Как выяснилось, влюблены в нее были Миша с Никитой, а она сама влюбилась в соседа.
В доме, где жили ее родители, некто купил квартиру прямо над ними. Некто оказался человеком со средствами и затеял серьезный ремонт. Агния Богдановна сходила с ума. Ругалась с прорабом. Ей казалось, что против нее плетут заговор. Сосед и правда разошелся. Он рушил стены. Снял пол. В квартире стояла маленькая бетономешалка.
И вот наконец Саша столкнулась с этим таинственным господином.
Это был мужчина лет тридцати пяти, высокий, крепкий, загорелый. Синие джинсы, короткое черное пальто, кольцо из белого золота с ониксом.
– Он мужественный! – описывала его Саша. – Понимаешь? Самец в хорошем смысле слова. Очень вежливый.
– Красивый? – спросила я.
Саша закатила глаза и вздохнула.
Позже я поняла – у нее слабость к красивым мужчинам. Даже Миша был хорош собой. Это трудно было заметить – сначала ты сталкиваешься с его корпоративными ценностями, чуть позже – с элегантным опозданием появляются энциклопедические знания, потом – Оксфорд, а он сам, Миша, забегает лишь на минутку, как хлопотливая хозяйка, которая не успевает поесть в заботе о гостях.
Он был высокий, спортивный, с приятными русыми волосами и ухоженной кожей.
– Вам какой этаж? – спросил сосед, когда они с Сашей столкнулась в лифте.
– А вы тот самый мистер икс с шестого этажа, который год ремонт над нами вел?! – воскликнула Саша.
Она призналась, что одно присутствие этого мужчины делает ее женственной и сумасбродной.
Тот кивнул.
– Я клянусь тебе, он похож на Хью Джекмана! – Саша сложила ладони на груди. – У него такие руки…
– Как грабли? – поддела ее я.
– Как грабли! – с восторгом согласилась Саша.
Он любезно пригласил ее посмотреть квартиру.

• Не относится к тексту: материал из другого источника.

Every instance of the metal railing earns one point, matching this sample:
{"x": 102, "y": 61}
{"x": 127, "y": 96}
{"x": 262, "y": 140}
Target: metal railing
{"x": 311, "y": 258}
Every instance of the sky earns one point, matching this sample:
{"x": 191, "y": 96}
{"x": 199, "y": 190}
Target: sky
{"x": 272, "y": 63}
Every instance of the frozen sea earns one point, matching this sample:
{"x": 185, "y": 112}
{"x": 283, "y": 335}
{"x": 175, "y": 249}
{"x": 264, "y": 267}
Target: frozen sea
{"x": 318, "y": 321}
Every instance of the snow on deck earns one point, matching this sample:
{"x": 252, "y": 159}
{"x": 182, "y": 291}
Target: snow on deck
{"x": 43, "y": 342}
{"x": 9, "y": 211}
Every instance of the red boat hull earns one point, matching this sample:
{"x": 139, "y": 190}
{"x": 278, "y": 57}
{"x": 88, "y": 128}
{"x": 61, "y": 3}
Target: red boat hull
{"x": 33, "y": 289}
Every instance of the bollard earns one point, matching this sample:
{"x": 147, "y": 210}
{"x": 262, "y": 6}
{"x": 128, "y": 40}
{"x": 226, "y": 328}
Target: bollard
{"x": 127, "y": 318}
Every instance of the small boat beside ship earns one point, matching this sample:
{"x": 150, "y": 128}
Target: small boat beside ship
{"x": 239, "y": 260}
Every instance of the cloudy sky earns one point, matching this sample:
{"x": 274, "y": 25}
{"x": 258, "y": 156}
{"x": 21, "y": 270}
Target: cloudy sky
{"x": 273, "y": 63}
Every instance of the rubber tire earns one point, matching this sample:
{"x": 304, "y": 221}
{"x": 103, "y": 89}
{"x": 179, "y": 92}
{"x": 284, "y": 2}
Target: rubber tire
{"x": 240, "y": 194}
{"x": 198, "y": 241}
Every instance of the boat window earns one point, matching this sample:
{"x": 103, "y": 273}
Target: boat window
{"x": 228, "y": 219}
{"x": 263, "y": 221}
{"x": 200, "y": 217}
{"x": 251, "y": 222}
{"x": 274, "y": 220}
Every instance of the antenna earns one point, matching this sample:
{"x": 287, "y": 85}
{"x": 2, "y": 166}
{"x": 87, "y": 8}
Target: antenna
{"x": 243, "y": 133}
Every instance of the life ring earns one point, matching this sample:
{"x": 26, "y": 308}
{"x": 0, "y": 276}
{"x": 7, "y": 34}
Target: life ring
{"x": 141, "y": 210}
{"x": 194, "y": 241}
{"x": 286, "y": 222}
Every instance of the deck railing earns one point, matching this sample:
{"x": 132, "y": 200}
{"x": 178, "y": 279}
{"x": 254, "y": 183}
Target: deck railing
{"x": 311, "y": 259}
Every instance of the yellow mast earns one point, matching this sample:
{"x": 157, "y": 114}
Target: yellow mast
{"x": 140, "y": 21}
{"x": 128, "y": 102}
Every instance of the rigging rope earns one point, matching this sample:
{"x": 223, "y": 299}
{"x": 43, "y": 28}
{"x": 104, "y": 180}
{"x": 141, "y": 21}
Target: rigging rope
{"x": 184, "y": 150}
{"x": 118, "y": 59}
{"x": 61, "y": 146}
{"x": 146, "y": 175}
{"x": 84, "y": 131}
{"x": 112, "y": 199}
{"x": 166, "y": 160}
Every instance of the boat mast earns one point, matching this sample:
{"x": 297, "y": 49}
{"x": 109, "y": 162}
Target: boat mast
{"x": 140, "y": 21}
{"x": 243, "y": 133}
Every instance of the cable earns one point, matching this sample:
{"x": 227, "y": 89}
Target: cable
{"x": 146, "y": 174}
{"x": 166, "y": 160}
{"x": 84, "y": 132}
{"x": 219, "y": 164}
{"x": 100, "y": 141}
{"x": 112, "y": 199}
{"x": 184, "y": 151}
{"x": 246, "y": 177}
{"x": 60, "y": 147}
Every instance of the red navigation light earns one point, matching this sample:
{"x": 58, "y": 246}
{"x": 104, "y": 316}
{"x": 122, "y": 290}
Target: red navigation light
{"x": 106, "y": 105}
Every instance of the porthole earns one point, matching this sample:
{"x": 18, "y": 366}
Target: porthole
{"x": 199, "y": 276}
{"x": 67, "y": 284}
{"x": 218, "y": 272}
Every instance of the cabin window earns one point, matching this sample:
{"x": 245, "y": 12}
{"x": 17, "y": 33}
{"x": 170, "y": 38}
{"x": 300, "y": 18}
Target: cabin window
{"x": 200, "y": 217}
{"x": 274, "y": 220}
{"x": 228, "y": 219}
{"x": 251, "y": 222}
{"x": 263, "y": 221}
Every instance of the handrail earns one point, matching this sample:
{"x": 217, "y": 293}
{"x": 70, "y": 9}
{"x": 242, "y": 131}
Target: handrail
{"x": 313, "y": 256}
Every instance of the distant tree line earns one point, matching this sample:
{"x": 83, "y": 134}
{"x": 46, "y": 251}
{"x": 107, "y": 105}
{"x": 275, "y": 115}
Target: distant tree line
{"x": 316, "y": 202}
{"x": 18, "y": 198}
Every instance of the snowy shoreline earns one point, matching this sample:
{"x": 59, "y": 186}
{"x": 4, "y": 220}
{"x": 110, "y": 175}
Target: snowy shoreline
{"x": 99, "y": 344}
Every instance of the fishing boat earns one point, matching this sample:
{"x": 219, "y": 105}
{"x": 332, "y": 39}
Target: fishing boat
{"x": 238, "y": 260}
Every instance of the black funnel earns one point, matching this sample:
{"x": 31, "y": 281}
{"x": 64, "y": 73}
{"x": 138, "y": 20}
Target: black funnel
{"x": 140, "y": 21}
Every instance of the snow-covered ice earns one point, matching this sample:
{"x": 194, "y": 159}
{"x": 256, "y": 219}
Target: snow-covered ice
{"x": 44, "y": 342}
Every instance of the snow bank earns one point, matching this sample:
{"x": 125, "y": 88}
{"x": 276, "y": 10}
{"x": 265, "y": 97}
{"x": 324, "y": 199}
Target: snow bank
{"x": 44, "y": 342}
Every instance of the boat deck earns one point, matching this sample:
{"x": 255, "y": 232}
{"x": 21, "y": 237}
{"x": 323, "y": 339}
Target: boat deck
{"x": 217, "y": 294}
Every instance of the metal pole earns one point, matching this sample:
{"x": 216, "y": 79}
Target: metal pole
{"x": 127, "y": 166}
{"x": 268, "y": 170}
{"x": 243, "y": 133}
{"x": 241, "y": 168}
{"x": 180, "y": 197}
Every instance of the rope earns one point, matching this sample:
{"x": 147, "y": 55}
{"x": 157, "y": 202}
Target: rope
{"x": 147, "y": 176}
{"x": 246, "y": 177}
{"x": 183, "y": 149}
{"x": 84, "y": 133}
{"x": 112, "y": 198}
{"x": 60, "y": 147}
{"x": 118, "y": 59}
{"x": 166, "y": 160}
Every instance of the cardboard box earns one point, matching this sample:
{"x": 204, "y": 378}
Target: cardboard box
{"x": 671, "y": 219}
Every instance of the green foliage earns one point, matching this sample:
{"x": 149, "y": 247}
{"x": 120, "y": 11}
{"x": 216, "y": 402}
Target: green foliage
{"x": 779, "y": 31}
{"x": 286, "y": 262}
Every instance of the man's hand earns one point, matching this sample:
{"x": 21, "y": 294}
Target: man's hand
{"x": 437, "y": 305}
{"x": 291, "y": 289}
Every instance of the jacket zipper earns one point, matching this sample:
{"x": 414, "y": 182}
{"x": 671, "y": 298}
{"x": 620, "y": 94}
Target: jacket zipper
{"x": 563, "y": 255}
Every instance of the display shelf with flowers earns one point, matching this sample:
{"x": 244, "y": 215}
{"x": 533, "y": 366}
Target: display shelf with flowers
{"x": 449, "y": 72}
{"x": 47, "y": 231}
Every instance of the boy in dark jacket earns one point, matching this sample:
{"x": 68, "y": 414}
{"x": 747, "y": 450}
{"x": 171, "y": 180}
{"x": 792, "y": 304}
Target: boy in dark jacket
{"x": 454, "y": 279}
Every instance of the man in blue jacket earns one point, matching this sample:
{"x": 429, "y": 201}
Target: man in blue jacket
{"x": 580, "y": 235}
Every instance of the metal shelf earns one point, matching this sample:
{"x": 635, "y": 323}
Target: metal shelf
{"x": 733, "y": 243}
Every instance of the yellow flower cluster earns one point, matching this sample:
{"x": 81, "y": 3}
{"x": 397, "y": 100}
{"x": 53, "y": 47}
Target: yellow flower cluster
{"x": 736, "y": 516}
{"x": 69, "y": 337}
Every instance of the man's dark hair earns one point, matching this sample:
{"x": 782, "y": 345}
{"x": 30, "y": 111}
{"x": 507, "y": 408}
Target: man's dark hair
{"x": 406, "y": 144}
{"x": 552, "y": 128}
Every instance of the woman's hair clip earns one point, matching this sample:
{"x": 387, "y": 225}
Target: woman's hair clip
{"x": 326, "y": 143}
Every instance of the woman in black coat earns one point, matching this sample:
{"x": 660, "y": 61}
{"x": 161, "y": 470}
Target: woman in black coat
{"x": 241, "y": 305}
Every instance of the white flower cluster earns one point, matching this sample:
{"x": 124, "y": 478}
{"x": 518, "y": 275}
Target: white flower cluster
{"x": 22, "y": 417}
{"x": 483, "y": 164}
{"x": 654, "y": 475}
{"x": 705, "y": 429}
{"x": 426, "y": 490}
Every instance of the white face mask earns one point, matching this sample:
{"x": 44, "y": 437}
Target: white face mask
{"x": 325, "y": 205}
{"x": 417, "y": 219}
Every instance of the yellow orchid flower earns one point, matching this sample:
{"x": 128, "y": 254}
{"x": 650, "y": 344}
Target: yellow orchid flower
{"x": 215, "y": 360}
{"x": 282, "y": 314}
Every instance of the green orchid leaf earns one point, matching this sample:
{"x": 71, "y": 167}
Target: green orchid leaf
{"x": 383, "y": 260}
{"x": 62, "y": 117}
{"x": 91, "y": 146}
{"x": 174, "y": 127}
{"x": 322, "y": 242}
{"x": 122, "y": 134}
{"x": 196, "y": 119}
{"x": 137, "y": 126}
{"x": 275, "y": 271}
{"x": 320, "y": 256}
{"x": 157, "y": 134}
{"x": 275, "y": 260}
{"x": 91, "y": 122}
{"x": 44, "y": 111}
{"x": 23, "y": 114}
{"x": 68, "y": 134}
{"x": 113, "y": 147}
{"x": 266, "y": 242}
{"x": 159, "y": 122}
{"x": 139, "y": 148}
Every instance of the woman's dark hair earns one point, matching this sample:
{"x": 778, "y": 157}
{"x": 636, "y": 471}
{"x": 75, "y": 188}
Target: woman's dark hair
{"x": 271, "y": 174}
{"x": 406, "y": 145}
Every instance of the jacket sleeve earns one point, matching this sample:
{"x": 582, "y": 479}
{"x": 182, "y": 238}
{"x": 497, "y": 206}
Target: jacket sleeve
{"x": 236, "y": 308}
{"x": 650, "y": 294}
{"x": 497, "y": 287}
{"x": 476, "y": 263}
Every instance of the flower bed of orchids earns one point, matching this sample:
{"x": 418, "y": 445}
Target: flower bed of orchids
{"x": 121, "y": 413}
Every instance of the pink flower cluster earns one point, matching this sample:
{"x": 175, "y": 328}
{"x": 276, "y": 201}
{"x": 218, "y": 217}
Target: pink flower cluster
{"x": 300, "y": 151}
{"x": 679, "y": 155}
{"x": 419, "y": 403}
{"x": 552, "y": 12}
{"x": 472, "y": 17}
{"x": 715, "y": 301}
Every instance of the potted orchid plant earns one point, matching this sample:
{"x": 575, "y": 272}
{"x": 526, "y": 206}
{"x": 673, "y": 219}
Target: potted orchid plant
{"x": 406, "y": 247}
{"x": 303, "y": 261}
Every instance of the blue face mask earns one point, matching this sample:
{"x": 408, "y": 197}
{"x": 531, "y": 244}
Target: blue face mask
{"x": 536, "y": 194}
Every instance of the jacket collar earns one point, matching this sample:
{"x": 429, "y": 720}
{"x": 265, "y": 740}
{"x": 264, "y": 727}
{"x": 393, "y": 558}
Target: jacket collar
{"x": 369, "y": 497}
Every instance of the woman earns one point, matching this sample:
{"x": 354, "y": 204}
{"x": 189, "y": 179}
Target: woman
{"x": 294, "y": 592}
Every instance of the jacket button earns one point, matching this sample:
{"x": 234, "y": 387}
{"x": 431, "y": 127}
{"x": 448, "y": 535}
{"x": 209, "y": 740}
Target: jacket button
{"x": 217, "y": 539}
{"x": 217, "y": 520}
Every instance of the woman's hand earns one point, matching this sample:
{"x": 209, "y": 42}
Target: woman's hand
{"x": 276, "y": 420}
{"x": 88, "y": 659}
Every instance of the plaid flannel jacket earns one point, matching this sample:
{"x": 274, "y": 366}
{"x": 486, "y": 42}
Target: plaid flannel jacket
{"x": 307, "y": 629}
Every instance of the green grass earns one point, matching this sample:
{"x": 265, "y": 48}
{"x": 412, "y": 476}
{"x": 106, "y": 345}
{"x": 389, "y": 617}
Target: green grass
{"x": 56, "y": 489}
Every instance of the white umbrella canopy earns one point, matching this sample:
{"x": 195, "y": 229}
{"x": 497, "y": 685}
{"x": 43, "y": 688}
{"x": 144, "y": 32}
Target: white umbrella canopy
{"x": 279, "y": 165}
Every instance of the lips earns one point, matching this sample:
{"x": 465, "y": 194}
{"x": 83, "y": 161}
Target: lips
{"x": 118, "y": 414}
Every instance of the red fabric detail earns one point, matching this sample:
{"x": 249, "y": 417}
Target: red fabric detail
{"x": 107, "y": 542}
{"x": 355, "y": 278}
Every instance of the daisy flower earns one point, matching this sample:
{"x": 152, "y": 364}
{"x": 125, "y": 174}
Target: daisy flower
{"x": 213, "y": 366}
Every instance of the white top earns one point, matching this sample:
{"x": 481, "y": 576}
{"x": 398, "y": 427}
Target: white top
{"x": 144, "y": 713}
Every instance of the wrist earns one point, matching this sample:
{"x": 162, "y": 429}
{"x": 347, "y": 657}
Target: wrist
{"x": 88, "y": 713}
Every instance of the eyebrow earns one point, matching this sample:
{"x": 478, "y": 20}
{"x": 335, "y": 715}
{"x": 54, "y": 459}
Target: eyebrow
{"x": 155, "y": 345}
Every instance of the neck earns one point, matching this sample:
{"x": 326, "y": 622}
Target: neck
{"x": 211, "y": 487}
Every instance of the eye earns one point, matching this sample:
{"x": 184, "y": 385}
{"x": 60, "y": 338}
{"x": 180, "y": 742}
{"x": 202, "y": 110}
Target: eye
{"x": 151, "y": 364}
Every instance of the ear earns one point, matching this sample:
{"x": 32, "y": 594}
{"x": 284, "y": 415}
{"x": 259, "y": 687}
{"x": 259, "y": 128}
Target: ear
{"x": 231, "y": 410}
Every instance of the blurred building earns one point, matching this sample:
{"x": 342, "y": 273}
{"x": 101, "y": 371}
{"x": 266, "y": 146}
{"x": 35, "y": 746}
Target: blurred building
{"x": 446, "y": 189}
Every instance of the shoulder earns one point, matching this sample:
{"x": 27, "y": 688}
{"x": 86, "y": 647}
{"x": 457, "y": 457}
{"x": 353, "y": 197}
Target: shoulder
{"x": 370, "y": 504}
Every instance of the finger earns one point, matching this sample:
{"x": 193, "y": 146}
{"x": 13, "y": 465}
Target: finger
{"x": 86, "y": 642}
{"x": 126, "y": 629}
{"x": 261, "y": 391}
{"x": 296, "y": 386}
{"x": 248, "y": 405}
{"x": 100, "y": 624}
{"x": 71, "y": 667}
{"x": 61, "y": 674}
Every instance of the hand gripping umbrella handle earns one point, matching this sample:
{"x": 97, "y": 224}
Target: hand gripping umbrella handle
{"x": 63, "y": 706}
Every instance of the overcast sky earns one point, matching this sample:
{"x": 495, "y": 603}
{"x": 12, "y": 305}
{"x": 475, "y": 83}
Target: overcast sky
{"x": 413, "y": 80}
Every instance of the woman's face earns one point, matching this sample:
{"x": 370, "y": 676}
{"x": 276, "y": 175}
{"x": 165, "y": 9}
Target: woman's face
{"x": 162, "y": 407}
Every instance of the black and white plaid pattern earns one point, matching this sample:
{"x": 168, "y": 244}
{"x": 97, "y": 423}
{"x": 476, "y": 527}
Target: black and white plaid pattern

По-соседски.
Саша, разумеется, не отказалась. У нее даже разыгралась фантазия. «Не хотите ли взглянуть на эскиз Пикассо? Он в спальне…»
Но сосед, увы, отличался старосветской галантностью.
Звали его Сергей – и отчего-то это приводило Сашу в восторг. Она уверяла, что никому так не идет имя Сергей.